09 Jun 2015
First optical imaging satellite in Europe's Copernicus environmental surveillance program set to blast off June 22.
The first in a new fleet of European satellites kitted out with state-of-the-art imaging equipment is set for launch from French Guyana on June 22, announced the European Space Agency (ESA).
The latest “Sentinel-2” constellation will use multispectral imaging aboard two satellites to deliver unprecedented detail of land and coastal areas, for agricultural, environmental, security and humanitarian applications.
Sentinel 2A will launch first, and should be joined by Sentinel 2B next year. The mission’s high-resolution multispectral camera covers 13 different spectral bands, and should provide an entirely new perspective of Earth’s land and vegetation.
“The combination of high resolution, novel spectral capabilities, a field of vision covering 290 km and frequent revisit times will provide unprecedented views of Earth,” says ESA.
The “color” vision provided by the multispectral kit will also complement the existing Sentinel-1A satellite, which was launched last year and has already recorded some 680 terabytes worth of data using radar.
High-speed laser transfer
Crucially, in terms of transmitting that data, the satellites are equipped with laser links as part of the European Data Relay System (EDRS), meaning that the data-intensive radar and optical imagery can be sent and shared quickly.
The various Sentinel satellites are all part of the wider “Copernicus” project, described by ESA as the most ambitious Earth observation program to date.
The multispectral sensors on board Sentinel-2A and Sentinel-2B cover 13 wavelength bands from 423 nm in the blue spectrum all the way to 2.2 µm in the infrared.
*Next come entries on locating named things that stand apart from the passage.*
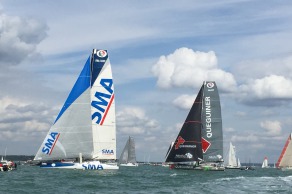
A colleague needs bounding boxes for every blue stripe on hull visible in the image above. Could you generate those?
[40,162,75,168]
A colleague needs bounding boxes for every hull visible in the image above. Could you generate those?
[225,166,241,169]
[40,161,119,170]
[120,163,138,167]
[280,166,292,171]
[170,163,225,171]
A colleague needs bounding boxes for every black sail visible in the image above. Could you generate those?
[165,86,204,162]
[202,81,223,162]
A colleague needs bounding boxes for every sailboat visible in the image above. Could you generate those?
[34,49,119,170]
[262,157,270,168]
[165,81,225,170]
[276,133,292,171]
[119,137,138,166]
[225,142,241,169]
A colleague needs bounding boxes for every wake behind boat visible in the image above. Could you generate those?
[165,81,225,171]
[34,49,119,170]
[119,137,138,166]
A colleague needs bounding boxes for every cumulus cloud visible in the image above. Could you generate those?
[0,13,48,67]
[116,107,158,134]
[152,48,236,91]
[0,97,55,141]
[260,121,282,136]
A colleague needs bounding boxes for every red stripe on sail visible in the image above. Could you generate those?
[100,94,115,125]
[276,135,291,168]
[49,133,60,155]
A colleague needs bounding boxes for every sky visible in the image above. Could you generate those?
[0,0,292,164]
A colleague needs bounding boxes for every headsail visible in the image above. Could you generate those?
[119,137,137,164]
[34,49,116,160]
[276,134,292,168]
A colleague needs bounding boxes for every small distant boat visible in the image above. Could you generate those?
[165,81,225,171]
[225,142,241,169]
[262,157,270,168]
[119,137,138,166]
[0,156,17,171]
[34,49,119,170]
[276,133,292,171]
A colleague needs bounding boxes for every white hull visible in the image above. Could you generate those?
[41,161,119,170]
[120,163,138,167]
[225,166,241,169]
[281,166,292,171]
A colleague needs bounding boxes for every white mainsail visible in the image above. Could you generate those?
[34,49,116,168]
[119,137,138,166]
[276,134,292,170]
[226,142,241,168]
[262,157,269,168]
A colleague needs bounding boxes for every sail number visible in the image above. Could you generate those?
[42,132,60,155]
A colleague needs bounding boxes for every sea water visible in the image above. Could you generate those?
[0,165,292,194]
The 290-kilo push-broom imager has been built by Astrium SAS in France, and its optical features include a three-mirror anastigmat telescope optimized to give a swath width of 290 km, much larger than earlier multispectral missions.
CMOS image sensors are in place for the visible and near-infrared portions of the spectrum, along with mercury cadmium telluride for the longer infrared wavelengths.
Coupled with the high-speed laser links, the Copernicus network should be capable of delivering high-resolution satellite images at close to real time, something that would prove invaluable for security and humanitarian relief missions in particular.
Future Sentinels feature UV
The vast number of images being produced by the mission, combined with their rich wavelength detail, is also expected to create business opportunities for companies who can access and analyse the data. The European Commission reckons that this could create as many as 50,000 jobs, directly and indirectly, over the next 15 years.
In the pipeline for future launch are a whole series of additions to the Copernicus network. Sentinel-3 will comprise two polar-orbiting satellites providing medium-resolution optical imagery and 21-band spectrometry, while the geostationary Sentinel-4 will add ultraviolet imaging capability using sensors from UK firm e2v technologies.
Sentinel-5 will feature ultraviolet, visible and infrared spectrometry across seven wavelength bands to monitor atmospheric gas and aerosol concentrations, while Sentinel-6 – initially earmarked for launch in around five years – will complete the network with additional radar capability designed for oceanography and climate studies.
* Updated June 10: references to hyperspectral imaging changed to multispectral imaging.